What Scenarios Commonly Involve Malicious Signatures?
- Fake airdrop claim pages: Claiming you have an airdrop that requires "signature verification" to collect
- Fake NFT mint pages: Copycat mint pages of popular projects
- Discord/Twitter phishing links: Malicious links posted after official channels are compromised
- Fake DApp frontends: Counterfeit websites of well-known DeFi protocols
- Social engineering attacks: Fake support agents asking you to "sign to verify your wallet"
Safety Tips
Preventing malicious signatures requires high vigilance and good operational habits:
- Read every signing request carefully: Don't blindly click confirm — take a few seconds to understand the content
- Install transaction simulation plugins: Tools like Pocket Universe can warn you of risks before signing
- Keep MetaMask's eth_sign disabled: Don't let any DApp convince you to enable it
- Access DApps through official channels: Use bookmarks, don't click links from social media
- Use a separate wallet for experiments: Use a small-balance independent wallet for high-risk operations
- When in doubt, reject: If you're unsure what a signature does, clicking reject costs you nothing
Keeping large assets in a secure environment is a basic safety strategy. Register on Binance to use the platform's multi-layer security protection, or download the Binance App (iOS users refer to the iOS installation guide) for convenient management.

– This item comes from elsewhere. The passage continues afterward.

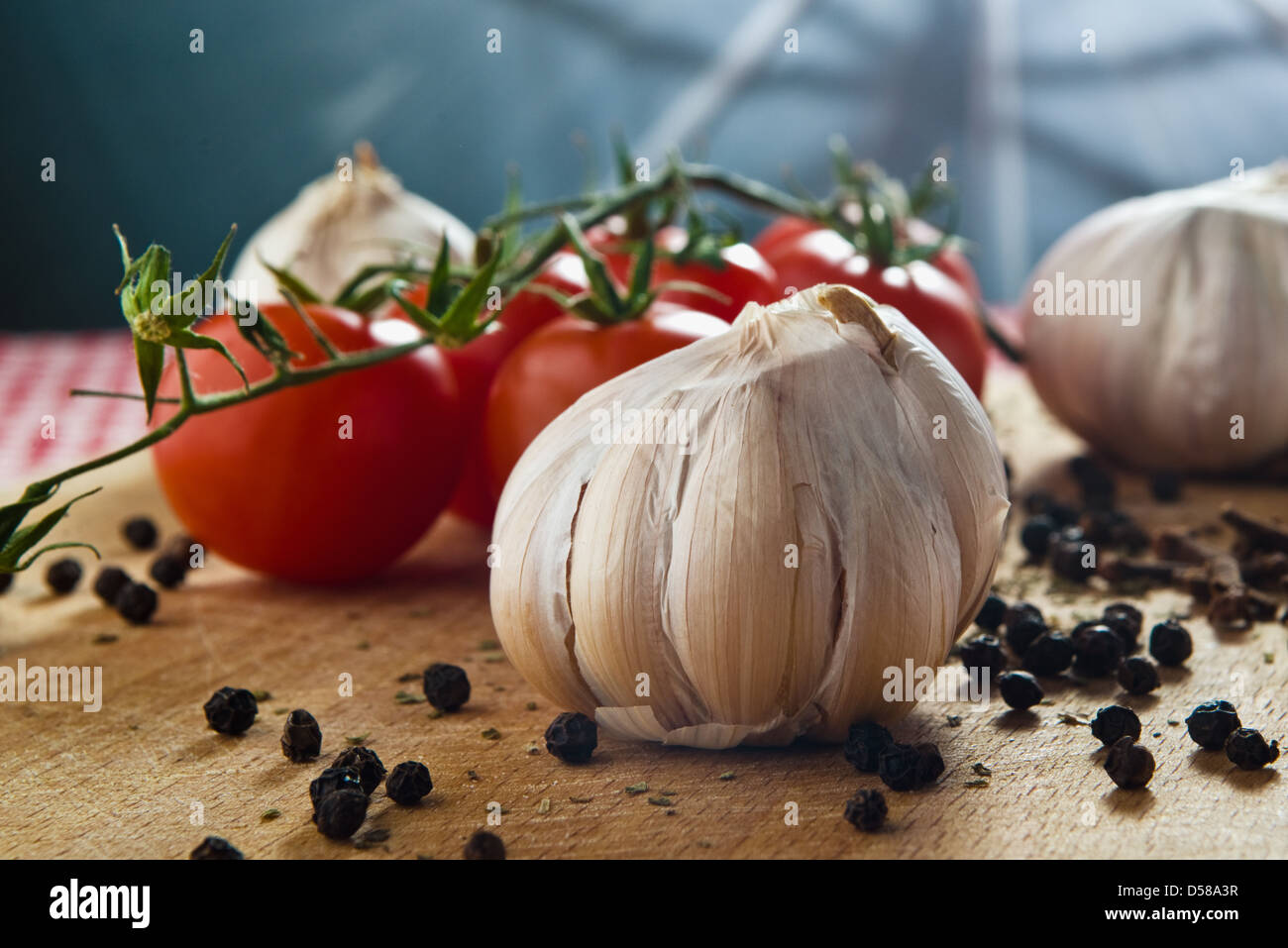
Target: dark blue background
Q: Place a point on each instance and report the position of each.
(175, 146)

What's the difference between a signature and a transaction?
A signature cryptographically signs data off-chain using your private key without consuming gas. A transaction is an on-chain operation that requires gas. However, the result of a signature can be used to execute transactions on-chain (like Permit signatures), so both deserve equal security attention.
Can I revoke a malicious signature after signing?
For on-chain transaction signatures, once the transaction is confirmed it cannot be reversed. For off-chain signatures like Permit, if the attacker hasn't used the signature on-chain yet, you can issue a new Permit signature (setting authorization to 0) to invalidate the old one. But the time window is usually very short.
Can hardware wallets prevent malicious signatures?
Hardware wallets display signing content on the device screen, requiring physical confirmation. This adds an extra layer of protection over software wallets, but if you confirm without reading carefully, the hardware wallet can't protect you either. Understanding the signing content is still key.
Which browser plugins help detect malicious signatures?
Recommended plugins include Pocket Universe, Fire, ScamSniffer, and Blowfish Protect. They automatically analyze signing content before you sign and display warnings if risks are detected. However, don't rely entirely on these tools — stay vigilant yourself.